I did not mean to imply that you used those words - I meant it as a
general sort of remark that I have seen made many times. Some people
are convinced that compiler makers are concerned only about the speed of
benchmarks, not how their compiler works for other code.
>> 1. Those working for chip manufacturers - Intel, AMD, ARM, etc. These
>> don't care if you use gcc or anything else, as long as you buy their
>> chips, so their concern is that you (the programmer) get the best from
>> the compiler and their chip. Benchmarks for the compiler don't matter -
>> support for the chip matters.
>
> The market statements are not mostly about performance of those chips
> and the likes of "Meltdown and Spectre" are not result of overeager
> optimizing of those and even when it seems to be so then nothing of it
> is measured with benchmarks compiled on those compilers?
Meltdown and Spectre are both /hardware/ problems. Can we at least
agree on that?
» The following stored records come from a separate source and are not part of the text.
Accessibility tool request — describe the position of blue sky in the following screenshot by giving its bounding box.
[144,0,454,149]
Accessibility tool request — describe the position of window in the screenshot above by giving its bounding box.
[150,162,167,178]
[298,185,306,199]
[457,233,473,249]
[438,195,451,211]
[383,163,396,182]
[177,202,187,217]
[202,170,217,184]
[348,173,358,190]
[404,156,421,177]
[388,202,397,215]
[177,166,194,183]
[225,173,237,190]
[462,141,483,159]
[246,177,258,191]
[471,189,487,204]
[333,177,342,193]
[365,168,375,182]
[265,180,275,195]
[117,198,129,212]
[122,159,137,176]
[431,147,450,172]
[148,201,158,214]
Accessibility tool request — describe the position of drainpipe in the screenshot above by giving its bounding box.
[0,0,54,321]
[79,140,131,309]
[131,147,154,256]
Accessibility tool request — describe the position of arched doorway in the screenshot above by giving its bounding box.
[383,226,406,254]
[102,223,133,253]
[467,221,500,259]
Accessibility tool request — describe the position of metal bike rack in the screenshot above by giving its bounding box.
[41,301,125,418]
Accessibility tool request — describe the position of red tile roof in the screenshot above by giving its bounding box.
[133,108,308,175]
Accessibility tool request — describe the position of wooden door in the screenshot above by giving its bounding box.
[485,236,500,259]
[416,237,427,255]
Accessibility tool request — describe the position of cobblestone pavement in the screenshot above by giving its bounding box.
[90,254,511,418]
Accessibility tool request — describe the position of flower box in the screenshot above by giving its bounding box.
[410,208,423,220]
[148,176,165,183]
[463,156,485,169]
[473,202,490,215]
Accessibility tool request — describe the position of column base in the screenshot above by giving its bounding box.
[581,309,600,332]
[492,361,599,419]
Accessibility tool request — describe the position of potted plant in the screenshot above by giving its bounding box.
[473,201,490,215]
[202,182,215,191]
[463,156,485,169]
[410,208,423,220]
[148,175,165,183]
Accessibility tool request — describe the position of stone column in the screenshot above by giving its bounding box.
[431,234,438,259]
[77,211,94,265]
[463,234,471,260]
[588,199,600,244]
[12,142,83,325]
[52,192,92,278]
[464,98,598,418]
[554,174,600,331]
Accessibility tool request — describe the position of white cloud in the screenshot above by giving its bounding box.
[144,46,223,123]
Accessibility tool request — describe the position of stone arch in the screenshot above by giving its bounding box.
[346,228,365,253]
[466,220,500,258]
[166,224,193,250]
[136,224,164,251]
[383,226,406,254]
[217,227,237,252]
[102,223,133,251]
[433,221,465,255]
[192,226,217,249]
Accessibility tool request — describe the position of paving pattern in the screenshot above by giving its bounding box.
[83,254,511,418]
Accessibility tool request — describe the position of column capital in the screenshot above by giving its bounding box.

Compilers have been able to add additional code to
reduce the effect of the problems - but this is /not/ because the
compilers were previously generating incorrect or suspect code.
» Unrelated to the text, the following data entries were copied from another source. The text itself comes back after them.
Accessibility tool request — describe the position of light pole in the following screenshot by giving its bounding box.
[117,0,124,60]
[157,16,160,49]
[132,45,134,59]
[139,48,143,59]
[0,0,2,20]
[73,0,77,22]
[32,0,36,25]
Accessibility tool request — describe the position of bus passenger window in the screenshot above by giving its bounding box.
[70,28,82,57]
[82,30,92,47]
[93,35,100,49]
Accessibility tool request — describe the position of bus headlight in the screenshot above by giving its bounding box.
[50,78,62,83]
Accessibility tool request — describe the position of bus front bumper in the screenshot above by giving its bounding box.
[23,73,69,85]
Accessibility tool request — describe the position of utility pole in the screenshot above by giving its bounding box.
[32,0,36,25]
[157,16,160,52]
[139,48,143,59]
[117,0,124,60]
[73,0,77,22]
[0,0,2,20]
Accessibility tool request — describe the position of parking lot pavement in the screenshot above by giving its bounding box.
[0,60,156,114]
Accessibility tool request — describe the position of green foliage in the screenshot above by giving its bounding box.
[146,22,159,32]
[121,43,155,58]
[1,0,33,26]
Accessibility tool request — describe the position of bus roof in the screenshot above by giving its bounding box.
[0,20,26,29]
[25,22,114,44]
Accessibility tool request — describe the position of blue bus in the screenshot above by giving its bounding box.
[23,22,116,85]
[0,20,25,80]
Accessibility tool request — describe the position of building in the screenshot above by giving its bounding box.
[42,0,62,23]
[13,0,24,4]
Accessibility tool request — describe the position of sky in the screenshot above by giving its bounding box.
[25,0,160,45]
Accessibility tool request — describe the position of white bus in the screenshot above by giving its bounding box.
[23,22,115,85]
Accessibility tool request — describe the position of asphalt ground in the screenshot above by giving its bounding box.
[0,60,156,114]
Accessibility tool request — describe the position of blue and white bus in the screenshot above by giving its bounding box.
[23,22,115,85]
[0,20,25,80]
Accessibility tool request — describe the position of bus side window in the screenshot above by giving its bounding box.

(And while it's easy to see in hindsight that Intel should have been
more careful with speculation across privilege levels, it was harder to
see that in advance. There is no way to make a system where code from
multiple sources can run and share resources, without information
leakage at least in theory.)
>
>> 2. Those working for software companies like Red Hat, IBM, etc., that
>> provide tools and services to developers. They want programmers to be
>> happy with the tools - they don't care if you use a different compiler
>> instead.
>
> The programmers they target are not overly concerned with performance?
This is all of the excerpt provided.